Indications for ODEFSEY:
As a complete regimen for HIV-1 infection in patients who are antiretroviral treatment-naïve with HIV-1 RNA ≤100,000 copies/mL or to replace a stable antiretroviral regimen in those who are virologically-suppressed (HIV-1 RNA <50 copies/mL) on a stable regimen for ≥6 months with no history of treatment failure and no known substitutions associated with resistance to any components of Odefsey.
Adults and Children:
<12yrs (<35kg): not established. Test for HBV infection prior to and at initiation. ≥12yrs (≥35kg and CrCl ≥30mL/min): 1 tab once daily with food. Pregnancy (already on prior stable dose and with HIV-1 RNA <50 copies/mL): continue with 1 tab once daily; monitor viral load. Severe renal impairment (CrCl 15-<30mL/min) or ESRD (CrCl <15mL/min) not receiving chronic hemodialysis: not recommended.
Concomitant carbamazepine, oxcarbazepine, phenobarbital, phenytoin, rifampin, rifapentine, dexlansoprazole, esomeprazole, lansoprazole, omeprazole, pantoprazole, rabeprazole, systemic dexamethasone (more than a single dose), St. John’s wort.
Post-treatment acute exacerbation of hepatitis B.
Discontinuation of emtricitabine and/or tenofovir disoproxil may be associated with severe acute exacerbations of hepatitis B. Closely monitor patients co-infected with HBV and HIV for several months after stopping treatment; if appropriate, anti-HBV therapy may be warranted (esp. in advanced liver disease or cirrhosis). Underlying hepatitis B or C, or marked elevations in liver-associated tests; monitor for hepatotoxicity. Consider monitoring LFTs in those without pre-existing hepatic dysfunction or other risks. Assess SCr, estimated CrCl, urine glucose, urine protein in all patients, and serum phosphorus (in chronic kidney disease) prior to or when initiating, and during therapy. Discontinue if significant renal dysfunction or Fanconi syndrome occurs. Suspend therapy if lactic acidosis or hepatotoxicity (eg, hepatomegaly, steatosis) occurs. Prolongation of QTc interval with higher doses. Promptly evaluate if severe depressive symptoms occur. Discontinue immediately if severe skin or hypersensitivity reactions develop. ESRD (CrCl <15mL/min) receiving chronic hemodialysis: more monitoring and on hemodialysis days, give dose after session. Severe hepatic impairment: not studied. Pregnancy. Nursing mothers: not recommended.

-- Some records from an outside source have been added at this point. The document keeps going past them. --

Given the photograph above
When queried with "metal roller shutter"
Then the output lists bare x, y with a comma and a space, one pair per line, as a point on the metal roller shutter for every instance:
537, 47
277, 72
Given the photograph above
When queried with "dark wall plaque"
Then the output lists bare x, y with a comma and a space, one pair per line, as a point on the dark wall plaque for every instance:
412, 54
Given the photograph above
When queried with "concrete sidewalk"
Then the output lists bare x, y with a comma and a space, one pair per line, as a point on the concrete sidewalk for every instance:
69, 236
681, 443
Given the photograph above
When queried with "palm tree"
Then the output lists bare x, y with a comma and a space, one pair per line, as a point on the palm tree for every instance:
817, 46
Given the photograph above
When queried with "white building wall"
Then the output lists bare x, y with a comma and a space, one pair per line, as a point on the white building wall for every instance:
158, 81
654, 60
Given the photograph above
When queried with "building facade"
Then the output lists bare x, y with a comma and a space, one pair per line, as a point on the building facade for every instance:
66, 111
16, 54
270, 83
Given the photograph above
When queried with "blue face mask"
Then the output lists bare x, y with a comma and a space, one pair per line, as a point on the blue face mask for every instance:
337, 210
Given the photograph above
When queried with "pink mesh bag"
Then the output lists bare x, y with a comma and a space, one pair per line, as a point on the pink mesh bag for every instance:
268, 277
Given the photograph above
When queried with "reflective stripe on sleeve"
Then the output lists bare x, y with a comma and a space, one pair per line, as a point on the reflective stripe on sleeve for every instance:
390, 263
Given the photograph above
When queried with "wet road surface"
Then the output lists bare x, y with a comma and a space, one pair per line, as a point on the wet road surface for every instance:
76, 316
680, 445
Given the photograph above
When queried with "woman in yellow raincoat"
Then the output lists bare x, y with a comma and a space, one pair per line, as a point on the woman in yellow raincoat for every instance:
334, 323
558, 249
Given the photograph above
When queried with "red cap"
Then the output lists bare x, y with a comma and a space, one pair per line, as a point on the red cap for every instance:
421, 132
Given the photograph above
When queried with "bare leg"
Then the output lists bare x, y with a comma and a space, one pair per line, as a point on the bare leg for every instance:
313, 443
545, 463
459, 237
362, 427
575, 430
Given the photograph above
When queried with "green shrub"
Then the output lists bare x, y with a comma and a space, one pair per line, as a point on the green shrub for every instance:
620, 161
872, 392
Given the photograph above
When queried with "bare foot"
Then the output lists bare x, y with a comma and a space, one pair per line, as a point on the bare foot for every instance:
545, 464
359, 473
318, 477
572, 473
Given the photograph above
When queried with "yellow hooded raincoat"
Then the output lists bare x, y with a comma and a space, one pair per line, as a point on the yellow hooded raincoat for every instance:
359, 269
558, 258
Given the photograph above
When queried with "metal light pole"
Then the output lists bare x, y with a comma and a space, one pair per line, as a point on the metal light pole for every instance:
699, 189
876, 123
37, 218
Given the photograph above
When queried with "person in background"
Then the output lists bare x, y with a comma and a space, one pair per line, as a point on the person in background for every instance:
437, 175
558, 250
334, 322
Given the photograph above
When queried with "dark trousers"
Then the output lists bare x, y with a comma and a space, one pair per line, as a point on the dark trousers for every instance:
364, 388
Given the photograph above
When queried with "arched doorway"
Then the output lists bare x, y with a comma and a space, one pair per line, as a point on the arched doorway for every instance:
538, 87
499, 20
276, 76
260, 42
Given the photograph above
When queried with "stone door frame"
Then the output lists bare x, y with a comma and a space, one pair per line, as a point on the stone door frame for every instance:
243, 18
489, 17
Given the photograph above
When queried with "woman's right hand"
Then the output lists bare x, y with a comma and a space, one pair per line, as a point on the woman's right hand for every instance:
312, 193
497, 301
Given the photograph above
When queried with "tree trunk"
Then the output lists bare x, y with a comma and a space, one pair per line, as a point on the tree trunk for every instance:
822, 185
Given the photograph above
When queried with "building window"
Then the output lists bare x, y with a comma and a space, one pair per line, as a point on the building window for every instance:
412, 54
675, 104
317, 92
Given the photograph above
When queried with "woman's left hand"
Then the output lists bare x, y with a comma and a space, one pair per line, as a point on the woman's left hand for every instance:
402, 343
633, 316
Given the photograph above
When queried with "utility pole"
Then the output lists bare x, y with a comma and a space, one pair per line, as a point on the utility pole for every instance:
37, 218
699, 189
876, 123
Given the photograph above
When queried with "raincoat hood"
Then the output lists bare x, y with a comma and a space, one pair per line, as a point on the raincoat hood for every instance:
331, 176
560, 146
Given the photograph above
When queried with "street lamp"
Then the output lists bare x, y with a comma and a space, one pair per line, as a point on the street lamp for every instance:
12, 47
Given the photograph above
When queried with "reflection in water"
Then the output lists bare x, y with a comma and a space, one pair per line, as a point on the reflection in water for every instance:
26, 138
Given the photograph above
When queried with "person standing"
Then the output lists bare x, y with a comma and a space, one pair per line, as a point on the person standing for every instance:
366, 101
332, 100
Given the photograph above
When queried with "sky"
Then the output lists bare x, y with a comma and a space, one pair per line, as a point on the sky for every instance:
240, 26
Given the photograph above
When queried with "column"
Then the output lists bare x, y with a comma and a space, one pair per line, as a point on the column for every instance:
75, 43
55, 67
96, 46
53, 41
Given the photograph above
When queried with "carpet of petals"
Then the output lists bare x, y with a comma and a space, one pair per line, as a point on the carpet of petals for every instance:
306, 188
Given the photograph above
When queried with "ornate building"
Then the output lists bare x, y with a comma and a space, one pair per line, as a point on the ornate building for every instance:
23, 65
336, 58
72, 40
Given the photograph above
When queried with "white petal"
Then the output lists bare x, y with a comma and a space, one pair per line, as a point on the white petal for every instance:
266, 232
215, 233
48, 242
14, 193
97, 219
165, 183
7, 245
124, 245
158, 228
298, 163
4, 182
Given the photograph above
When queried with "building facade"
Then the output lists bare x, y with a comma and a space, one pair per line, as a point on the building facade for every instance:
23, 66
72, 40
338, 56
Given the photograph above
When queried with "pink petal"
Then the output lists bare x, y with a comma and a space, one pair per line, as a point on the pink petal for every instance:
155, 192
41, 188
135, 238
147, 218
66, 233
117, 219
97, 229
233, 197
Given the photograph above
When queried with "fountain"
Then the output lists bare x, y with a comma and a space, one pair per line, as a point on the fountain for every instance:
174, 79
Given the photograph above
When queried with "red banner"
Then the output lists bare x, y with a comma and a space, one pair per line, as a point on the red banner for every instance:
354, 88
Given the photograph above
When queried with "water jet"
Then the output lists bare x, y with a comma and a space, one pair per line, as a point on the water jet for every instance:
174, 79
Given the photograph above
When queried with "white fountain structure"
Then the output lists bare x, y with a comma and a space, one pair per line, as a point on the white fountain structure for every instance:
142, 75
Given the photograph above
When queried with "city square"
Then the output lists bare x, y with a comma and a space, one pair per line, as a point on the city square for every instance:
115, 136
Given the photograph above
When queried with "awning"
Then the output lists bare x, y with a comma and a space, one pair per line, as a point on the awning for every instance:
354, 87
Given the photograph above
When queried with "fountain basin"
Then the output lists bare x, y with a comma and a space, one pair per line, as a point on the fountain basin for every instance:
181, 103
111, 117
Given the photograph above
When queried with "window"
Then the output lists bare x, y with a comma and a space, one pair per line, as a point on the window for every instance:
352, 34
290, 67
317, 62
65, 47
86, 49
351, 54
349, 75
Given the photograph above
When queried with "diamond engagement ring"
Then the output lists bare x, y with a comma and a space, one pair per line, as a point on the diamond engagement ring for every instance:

Nucleoside analogue reverse transcriptase inhibitors + non-nucleoside reverse transcriptase inhibitor.
See Contraindications. Concomitant other antiretroviral agents, antimycobacterials (eg, rifabutin): not recommended. May be potentiated by CYP3A, P-gp and BCRP inhibitors, antagonized by CYP3A or P-gp inducers. Concomitant drugs that strongly affect P-gp and BCRP activity may lead to changes in TAF absorption. May be potentiated by drugs that decrease renal function or compete for active tubular secretion (eg, acyclovir, cidofovir, ganciclovir, valacyclovir, valganciclovir, aminoglycosides, high-dose or multiple NSAIDs). Concomitant drugs with a known risk for Torsade de Pointes; consider alternatives. Separate antacids by ≥2hrs before or 4hrs after rilpivirine; or H2-receptor antagonists by ≥12hrs before or ≥4hrs after rilpivirine; drugs that increase gastric pH may decrease rilpivirine plasma levels. Monitor for breakthrough fungal infections with concomitant azole antifungals. Concomitant clarithromycin, erythromycin, telithromycin; consider alternative (eg, azithromycin). Monitor methadone.
Headache, sleep disturbances; hepatotoxicity, new onset or worsening renal impairment, immune reconstitution syndrome.